GENÉTICA

ESTUDIOS INMUNOFENOTÍPICOS
DE LOS LINFOCITOS B y T
 


Marianela Trejos Herrera*, Virginia Chacón Zamora**


 


Summary

Advances in immunological techniques in the last decade have made posible the identification of specific receptors, antigens and other molecules on the membrane and/or the cytoplasm of lymphoid cells.  Beside morphological characterization, immunological marker analysis can further characterize the cells of the various hematopoyetic differentiation stages.  Although immunological markers represent differentiation antigens, they usually are not specific for one differentiation stage, but are expressed in several stages.  However, the expression of a specific set of markers can designate a cell to a particular differentation stage.Several markers are not restricted to one differentiation lineage, but are expressed in several lineages (B-, T- or myeloid lineage) The LLA and the chronic lymphocytic leukemias are the malignant counterparts of cells in immadure and more mature differentiation stages.

Introducción

Fundamentos y aplicaciones de la Citometría de flujo en Hematología:La citometría de flujo ( CMF) constituye un método reciente e innovador de análisis celular a través del estudio de diversas propiedades fisicoquímicas y biológicas de la célula.  Su desarrollo se ha visto impulsado de forma importante por los avances ocurridos en los últimos años en campos tan diversos como la producción de anticuerpos monoclonales contra antígenos celulares, la química de los fluorocromos, la tecnología laser, las tinciones citoquímicas y la informática.

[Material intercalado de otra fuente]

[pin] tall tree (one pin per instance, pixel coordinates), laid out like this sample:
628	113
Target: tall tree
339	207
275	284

Así, su empleo como una potente herramienta analítica incorporada a la infraestructura tecnológica previamente disponible ha supuesto su rápida difusión en las últimas décadas a un amplio conjunto de especialidades biomédicas como la inmunología, la hematología, la oncología, la anatomía patológica y la biología celular (3, 4, 11).

Aplicaciones en Hematología:La caracterización de las diferentes poblaciones celulares normales de sangre periférica  y médula ósea constituye una de las más extendidas e importantes aplicaciones actuales de la Citometría de Flujo.  Si bien en un principio su utilidad se limito al análisis fenotípico de las células, el desarrollo de nuevos fluorocromos y anticuerpos monoclonales permite en la actualidad la valoración funcional de las mismas (4). Además de la caracterización morfológica, el análisis de marcadores inmunológicos pueden adicionalmente caracterizar las células de los varios estadíos de diferenciación hemopoyética.  Aunque los marcadores inmunológicos representan antígenos de diferenciación, ellos usualmente no son específicos para un estado de diferenciación, sino que son expresados en diversos estados.  Sin embargo, la expresión de un grupo específico de marcadores pueden designar a una célula a un estadío de diferenciación particular (3-10).Diferenciación Inmunofenotípica de Linfocitos B y TEl precursor antigénico CD 34 es encontrado en la mayoría de las células inmaduras tanto linfoides como mieloides.  El HLA-DR esta expresado en células inmaduras de la diferenciación hemopoyética (células tronco hemopoyéticas).  Las células tronco totipotenciales solo presentan reactividad para CD34, pero también en células B, células monocíticas y linfocitos T activados.  La enzima TdT esta presente en el núcleo de células linfoides inmaduras, pero desaparece cuando son expresados los receptores antigénicos específicos (1-2, 8, 4, 6, 11).Diferenciación de los linfocitos T:
Los linfocitos T se originan a partir de un precursor linfoide en la médula ósea desde donde migran al timo para su diferenciación.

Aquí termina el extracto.